Naim was the leading run-scorer for Legends of Rupganj in the 2018–19 Dhaka Premier Division Cricket League tournament, with 807 runs in 16 matches. In August 2019, he was one of 35 cricketers named in a training camp ahead of Bangladesh's 2019–20 season.

===Bangladesh Premier League===
====Dhaka Dynamites====
In October 2018, he was named in the Dhaka Dynamites team, following the draft for the 2018–19 Bangladesh Premier League. He made his Twenty20 debut for the Dhaka Dynamites in the 2018–19 Bangladesh Premier League on 12 January 2019. In his debut season he scored only 62 runs on an average of 31.00 with the strike rate of 93.93 and the best of 25*.

====Rangpur Rangers====
In November 2019, he was selected to play for the Rangpur Rangers in the 2019–20 Bangladesh Premier League. He finished the season with 359 runs in an average of 32.63 including 2 fifties.

====Minister Dhaka====
In December 2021, he was selected to play for the Minister Dhaka in the 2021–22 Bangladesh Premier League. He had a poor tournament personally, where he scored only 50 runs in 7 innings with an average of 8.33.

====Rangpur Rangers====
He was again drafted in the squad of Rangpur Rangers for the 2022–23 Bangladesh Premier League. He scored 217 runs in an average of 16.69 with the best of 45.

====Durdanto Dhaka====
In 2024 Bangladesh Premier League he played for Durdanto Dhaka, where he scored 310 runs in 12 innings with an average of 25.83 including 2 fifties.

====Khulna Tigers====
He was drafted in the squad of Khulna Tigers for the 2025 Bangladesh Premier League. During a league stage against Rangpur Riders he scored his maiden BPL century. He scored 111* off 62 deliveries, hitting 8 sixes and 7 fours.
He finished tournament as the highest run scorer. He scored 511 runs in 14 innings at an average of 42.58 including 1 century and 3 fifties. He also became the second Bangladeshi cricketer after Najmul Hossain Shanto to score 500 or more runs in a single season of Bangladesh Premier League.

===Chattogram Royals===
In the 2026 Bangladesh Premier League player auction he was bought by the Chattogram Royals for ৳1.1 crore.

==International career==
In September 2019, Naim received his maiden call up for the national team, when he was added to the squad for the last two Twenty20 Internationals (T20Is) in the 2019–20 Bangladesh Tri-Nation Series, but he did not play in the series. In October 2019, he was named in Bangladesh's T20I squad for their series against India. He made his T20I debut against India, on 3 November 2019.

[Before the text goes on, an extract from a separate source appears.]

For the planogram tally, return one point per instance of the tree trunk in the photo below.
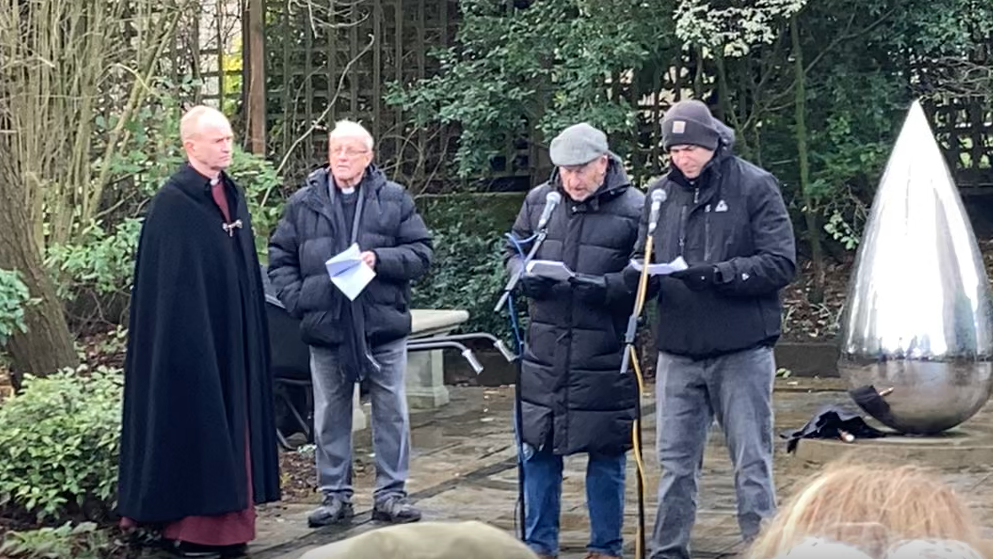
(816, 294)
(47, 345)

In November 2019, Naim was named in Bangladesh's squad for the 2019 ACC Emerging Teams Asia Cup in Bangladesh. Later the same month, he was named in Bangladesh's squad for the men's cricket tournament at the 2019 South Asian Games. The Bangladesh team won the gold medal, after beating Sri Lanka by seven wickets in the final.

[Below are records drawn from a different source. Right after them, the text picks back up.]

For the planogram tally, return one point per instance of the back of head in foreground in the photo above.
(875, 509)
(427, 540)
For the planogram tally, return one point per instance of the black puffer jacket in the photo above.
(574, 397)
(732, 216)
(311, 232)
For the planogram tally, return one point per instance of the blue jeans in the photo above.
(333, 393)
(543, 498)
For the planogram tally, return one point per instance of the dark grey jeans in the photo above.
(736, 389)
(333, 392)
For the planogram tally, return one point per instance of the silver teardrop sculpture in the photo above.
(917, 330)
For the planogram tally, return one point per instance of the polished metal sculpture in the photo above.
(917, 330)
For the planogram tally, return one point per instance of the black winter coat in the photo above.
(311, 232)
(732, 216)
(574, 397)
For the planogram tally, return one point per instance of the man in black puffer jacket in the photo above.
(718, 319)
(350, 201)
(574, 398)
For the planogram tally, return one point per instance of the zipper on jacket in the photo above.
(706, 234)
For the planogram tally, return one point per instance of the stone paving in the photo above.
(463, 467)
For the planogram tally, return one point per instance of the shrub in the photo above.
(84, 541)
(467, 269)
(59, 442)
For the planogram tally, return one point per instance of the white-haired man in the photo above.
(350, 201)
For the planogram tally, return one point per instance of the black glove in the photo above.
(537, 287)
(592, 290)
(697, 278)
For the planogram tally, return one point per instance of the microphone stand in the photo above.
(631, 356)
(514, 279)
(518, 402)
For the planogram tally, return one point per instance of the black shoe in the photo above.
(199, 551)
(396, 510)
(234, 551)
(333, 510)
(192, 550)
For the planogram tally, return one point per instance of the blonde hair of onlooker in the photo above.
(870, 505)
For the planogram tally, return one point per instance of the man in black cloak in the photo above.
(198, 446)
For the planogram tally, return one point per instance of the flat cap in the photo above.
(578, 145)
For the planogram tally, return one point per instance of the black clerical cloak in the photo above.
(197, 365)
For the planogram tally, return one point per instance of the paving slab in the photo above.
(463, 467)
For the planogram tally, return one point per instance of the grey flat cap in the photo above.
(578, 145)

In February 2020, Naim was named in Bangladesh's One Day International (ODI) squad for their series against Zimbabwe. He made his ODI debut against Zimbabwe, on 6 March 2020.

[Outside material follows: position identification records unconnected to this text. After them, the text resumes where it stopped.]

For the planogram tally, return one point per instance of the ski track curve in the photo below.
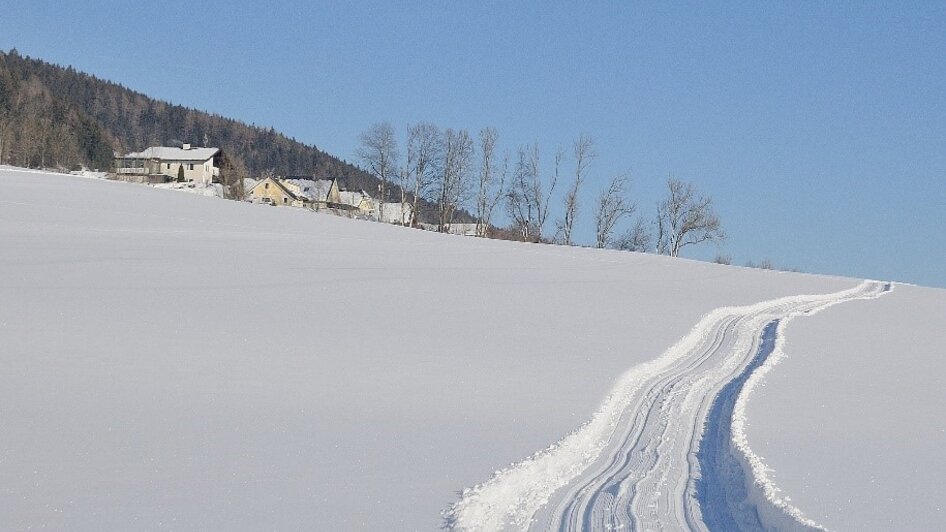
(635, 464)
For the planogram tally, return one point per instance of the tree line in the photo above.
(458, 172)
(57, 117)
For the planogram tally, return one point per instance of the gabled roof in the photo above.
(276, 182)
(168, 153)
(315, 190)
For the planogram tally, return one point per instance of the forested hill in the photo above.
(56, 117)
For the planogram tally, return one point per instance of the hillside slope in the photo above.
(57, 117)
(862, 447)
(174, 361)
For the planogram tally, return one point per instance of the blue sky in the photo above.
(818, 128)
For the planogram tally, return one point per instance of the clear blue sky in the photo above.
(818, 128)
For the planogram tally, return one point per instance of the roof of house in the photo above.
(169, 153)
(278, 184)
(353, 198)
(396, 212)
(315, 190)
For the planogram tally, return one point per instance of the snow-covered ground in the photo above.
(852, 421)
(181, 362)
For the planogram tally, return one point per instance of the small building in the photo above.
(272, 191)
(358, 201)
(397, 213)
(197, 165)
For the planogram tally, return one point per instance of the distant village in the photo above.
(198, 168)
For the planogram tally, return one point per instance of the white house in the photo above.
(200, 165)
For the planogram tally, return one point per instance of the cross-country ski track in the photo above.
(640, 462)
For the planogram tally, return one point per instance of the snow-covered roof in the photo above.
(350, 197)
(396, 212)
(169, 153)
(315, 190)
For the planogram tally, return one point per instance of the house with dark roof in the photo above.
(197, 165)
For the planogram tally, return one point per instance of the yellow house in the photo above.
(271, 191)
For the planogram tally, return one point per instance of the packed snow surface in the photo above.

In September 2021, Naim was named in Bangladesh's squad for the 2021 ICC Men's T20 World Cup. In December 2021, he named in Bangladesh's Test squad for their series against New Zealand. He made his Test debut for Bangladesh on 9 January 2022, against New Zealand.

On 23 June 2025 Bangladesh ODI squad for Sri Lanka tour was announced and he returned to the ODI team after almost 2 years.

==Teams Played==
Bangladesh, Bangladesh U23, Bangladesh U19, Bangladesh A, Bangladesh Cricket Board XI, Dhaka Dynamites, Rangpur Rangers, Beximco Dhaka, Minister Group Dhaka.